Design is created and given away, communication is disseminated, our work is absorbed and if successful enmeshed in humanity. It is sacrificial. I am a designer, but first and foremost I am a public servant.

It wasn’t until my first year at Memphis College of Art that I realized I hadn’t been drawing my dad’s race cars, but I had been (re)designing them — exploring compositions with the numerals 7 and 6 and sponsor logos galore wrapping around the the dented metallic frame organically warping and compressing with each Friday night event.

In 1991 I earned my BFA alongside an obsessively driven and competitive band of studio mates. After a year of working at a local ad agency I predictably abandoned advertising and I fell in love with editorial design and took a job at a national publishing company that was the first to deliver completely digital design and prepress services. Other jobs merged career and relevancy, e.g. posters and website for The Jazz foundation of Memphis and creative direction of the publication Number: An Independent Quarterly of the Visual Arts, to name a few.

Looking to take the next logical step following the leap from artist in town of 13,000 to designer in city of 700,000, I sought work in Chicago, city of 6,000,000. I not only had deep family ties to the city but long saw myself as working best from within an atmosphere were everything was fair game for inspiration, and the inspiration was limitless. The buzzword was “new media” and I came face to face with the CEO of every major corporation, hesitant but wide-eyed, ready to cash in. But after leaving an impressive but bloated agency, I and six partners found the internet to be a tool for serving as much as selling.

Taking my career to the level of a calling, I still find the challenges of modernity a novel pursuit. Design is created and given away, communication is disseminated, our work is absorbed and if successful enmeshed in humanity. It is sacrificial. I am a designer, but first and foremost I am a public servant.

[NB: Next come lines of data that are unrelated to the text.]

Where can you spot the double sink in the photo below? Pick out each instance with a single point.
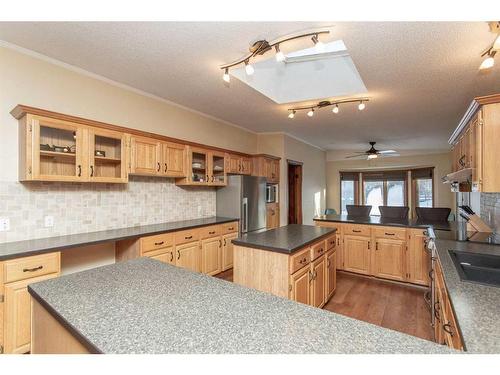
(478, 268)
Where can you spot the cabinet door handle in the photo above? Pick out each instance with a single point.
(32, 269)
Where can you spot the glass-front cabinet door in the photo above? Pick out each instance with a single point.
(58, 153)
(107, 156)
(218, 173)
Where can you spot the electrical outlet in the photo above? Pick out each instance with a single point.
(49, 221)
(4, 224)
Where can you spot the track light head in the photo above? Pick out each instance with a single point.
(279, 55)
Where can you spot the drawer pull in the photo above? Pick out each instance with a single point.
(32, 269)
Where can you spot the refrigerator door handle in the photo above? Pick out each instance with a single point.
(245, 215)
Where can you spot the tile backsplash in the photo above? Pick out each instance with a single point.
(79, 208)
(490, 210)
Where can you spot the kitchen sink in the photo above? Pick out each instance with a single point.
(478, 268)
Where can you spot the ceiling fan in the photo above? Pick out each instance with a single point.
(373, 153)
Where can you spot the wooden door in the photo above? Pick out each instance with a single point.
(17, 315)
(357, 254)
(331, 274)
(59, 151)
(173, 160)
(228, 250)
(300, 290)
(211, 256)
(145, 156)
(107, 155)
(389, 259)
(318, 286)
(418, 259)
(188, 256)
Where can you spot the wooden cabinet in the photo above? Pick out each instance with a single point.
(357, 254)
(15, 302)
(211, 255)
(272, 215)
(389, 258)
(318, 282)
(331, 274)
(300, 290)
(227, 250)
(417, 258)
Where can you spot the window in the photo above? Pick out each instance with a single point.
(348, 190)
(423, 192)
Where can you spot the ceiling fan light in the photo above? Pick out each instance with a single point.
(226, 77)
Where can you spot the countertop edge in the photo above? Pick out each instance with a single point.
(48, 249)
(72, 330)
(282, 250)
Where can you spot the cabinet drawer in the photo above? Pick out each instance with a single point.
(390, 232)
(358, 230)
(331, 242)
(229, 227)
(28, 267)
(318, 249)
(156, 242)
(299, 260)
(208, 232)
(186, 236)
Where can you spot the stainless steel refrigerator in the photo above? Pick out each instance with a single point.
(244, 197)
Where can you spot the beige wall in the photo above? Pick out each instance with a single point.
(313, 179)
(442, 163)
(31, 81)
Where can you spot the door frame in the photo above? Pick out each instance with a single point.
(294, 191)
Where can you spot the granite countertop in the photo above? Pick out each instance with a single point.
(44, 245)
(287, 239)
(393, 222)
(145, 306)
(475, 305)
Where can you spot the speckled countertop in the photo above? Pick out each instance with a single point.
(476, 306)
(44, 245)
(392, 222)
(285, 239)
(144, 306)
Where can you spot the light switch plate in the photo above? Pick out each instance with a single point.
(49, 221)
(4, 224)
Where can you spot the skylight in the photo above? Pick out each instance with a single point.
(305, 75)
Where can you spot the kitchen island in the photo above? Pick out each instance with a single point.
(145, 306)
(295, 261)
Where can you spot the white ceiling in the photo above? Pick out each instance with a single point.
(421, 76)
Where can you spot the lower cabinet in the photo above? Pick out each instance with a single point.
(357, 254)
(211, 256)
(389, 259)
(15, 300)
(227, 250)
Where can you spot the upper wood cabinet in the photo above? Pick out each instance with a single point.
(57, 150)
(236, 164)
(475, 143)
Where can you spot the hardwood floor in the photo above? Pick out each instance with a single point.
(398, 307)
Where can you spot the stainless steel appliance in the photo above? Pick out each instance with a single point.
(244, 197)
(271, 193)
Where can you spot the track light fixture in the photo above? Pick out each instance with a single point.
(260, 47)
(310, 110)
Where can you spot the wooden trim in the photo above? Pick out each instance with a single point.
(21, 110)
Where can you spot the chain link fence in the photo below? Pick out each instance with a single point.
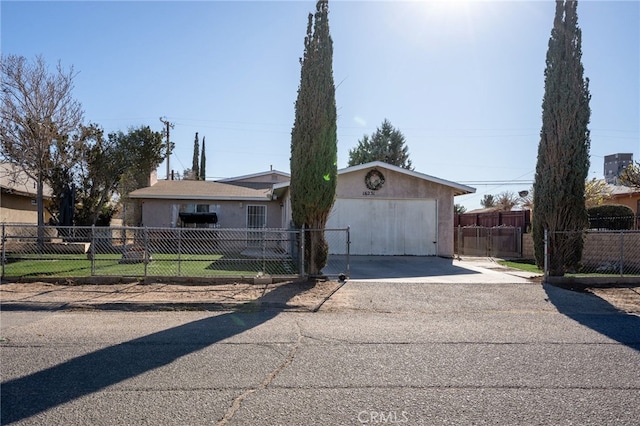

Frankendesign is a 15-year and ongoing collaboration of graphic designers Michael Forsythe and David Thompson.

Although content on this web site may be disproportionally not about graphic design, it is about the dissemination of information, a sine qua non of graphic design.

‘Frankendesign’ is a common term used to describe the dysfunctional array of aesthetics being broadcast to a public indifferent to where the information originates and how it is delivered. Furthermore, most frankendesign is created by this very public, unknowingly promoting the abuse of misinformation and misrepresentation by gleaning the junkyards of discarded graphic design absent of context and void of purpose.

Partly in jest, we adorn this moniker as we feed the gutless industry which subjugates itself to its own demise. On the other hand, the individual efforts as well as collaborations of Frankendesign serve as a collective creative outlet for the experimental as well as the proven techniques and aesthetics of our industry—an industry which does little to embrace the educational essence of communication and the inherent humanity in art. Within our own industry, we create frankendesign.